Ordnung in die Schweizer Geschichte bringen


Im Rahmen einer schriftlichen Prüfung im Fach Geschichte haben Schüler*innen der Klasse 22gS Infotafeln zu Karikaturen verfasst. Das Beispiel ermöglicht einen Einblick in eine kompetenzorientierte Prüfungsform.

 

Text Elena Grundisch, 22gS

Abbildungen David Hess

 

Eine turbulente Zeit war’s – zwischen dem Untergang der Alten Eidgenossenschaft und der Gründung des Schweizerischen Bundesstaates. Dementsprechend ist es anspruchsvoll, den Überblick über die Zeit zwischen den Jahren 1798 und 1848 zu behalten! Dies ist hier in einer Geschichtsprüfung sehr gut gelungen und die Autorin gibt den Lesenden mithilfe dreier zeitgenössischer Darstellungen einen knappen, aber übersichtlichen und gehaltvollen Einblick in die Epoche der Helvetischen Republik (1798 – 1803), der Mediationszeit (1803 – 1813) und der Zeit der sogenannten Regeneration (1830 – 1848) bis zur Gründung des liberalen Bundesstaates (die konservative Ära zwischen 1815 und 1830 wird «Restauration» genannt).

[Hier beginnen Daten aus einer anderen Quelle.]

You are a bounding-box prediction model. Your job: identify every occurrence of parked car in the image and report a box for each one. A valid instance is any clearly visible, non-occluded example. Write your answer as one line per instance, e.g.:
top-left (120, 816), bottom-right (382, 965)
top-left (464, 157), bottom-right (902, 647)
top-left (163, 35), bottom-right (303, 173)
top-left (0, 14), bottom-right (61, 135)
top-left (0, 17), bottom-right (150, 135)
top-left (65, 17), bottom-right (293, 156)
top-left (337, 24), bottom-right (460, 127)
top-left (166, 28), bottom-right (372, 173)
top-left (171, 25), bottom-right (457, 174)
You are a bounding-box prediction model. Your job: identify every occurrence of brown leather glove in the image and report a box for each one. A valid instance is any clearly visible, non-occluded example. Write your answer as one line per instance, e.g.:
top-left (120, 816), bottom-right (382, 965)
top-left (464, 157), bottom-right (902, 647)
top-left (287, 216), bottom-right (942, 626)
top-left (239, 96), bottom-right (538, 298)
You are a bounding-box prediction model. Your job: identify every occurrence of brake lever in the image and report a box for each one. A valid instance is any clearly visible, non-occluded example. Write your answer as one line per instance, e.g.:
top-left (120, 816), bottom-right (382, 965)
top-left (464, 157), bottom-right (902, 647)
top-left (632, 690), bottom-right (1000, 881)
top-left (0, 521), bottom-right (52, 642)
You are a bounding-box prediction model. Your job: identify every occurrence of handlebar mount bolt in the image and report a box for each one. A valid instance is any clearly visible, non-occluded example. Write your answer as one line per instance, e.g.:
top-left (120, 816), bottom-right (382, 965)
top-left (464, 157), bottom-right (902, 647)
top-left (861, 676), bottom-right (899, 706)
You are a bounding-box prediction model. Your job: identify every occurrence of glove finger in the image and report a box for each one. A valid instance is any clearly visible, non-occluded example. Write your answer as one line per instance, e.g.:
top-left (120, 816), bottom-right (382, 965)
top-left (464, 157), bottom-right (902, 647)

Alle Bilder sind von David Hess (1770 – 1843), einem Dichter und Karikaturisten, der die erlebten Entwicklungen und Umbrüche kritisch begleitete. Gottfried Keller, dessen Standpunkt gänzlich entgegengesetzt war, nannte Hess angeblich einen «geistreichen Dilettanten». Dilettantisch waren die Karikaturen keineswegs und es lohnt sich sehr, David Hess’ konservative Darstellungen sorgfältig anzuschauen (zum Beispiel so, als wäre man in einer Ausstellung), mit kritischen Blick zu lesen und dann richtig einzuordnen (es ist übrigens gar nicht so leicht, dem Zeichner nicht auf den Leim zu gehen!) So hat Elena Grundisch, wie viele andere aus der Klasse 22gS auch, die Aufgabe, «Museumsinfotafeln» zu den Bildern zu verfassen und damit den Betrachtern einen ersten Zugang zu den geschichtlichen Bildquellen zu ermöglichen, sehr gut gelöst und eine sehr schöne Einführung geschrieben – und das übrigens in recht kurzer Prüfungszeit! (Ivo Haag, Lehrperson für Geschichte) 

 

David Hess ist heutzutage hauptsächlich für seine politisch motivierten Zeichnungen zur Zeit der Französischen Revolution bis zu Regeneration bekannt. Als überzeugter Föderalist, der in einer wohlhabenden Züricher Familie aufgewachsen war und die Schrecken der Revolution am eigenen Körper erfahren hatte, tat er mit seinen Bildern seinen Unmut über die Revolution kund. Im Folgenden werden drei seiner Zeichnungen in chronologischer Reihenfolge beschrieben. 


Mehr lesen…

 

Die fehlende Legitimität der Helvetischen Republik (vgl. Abb.1) 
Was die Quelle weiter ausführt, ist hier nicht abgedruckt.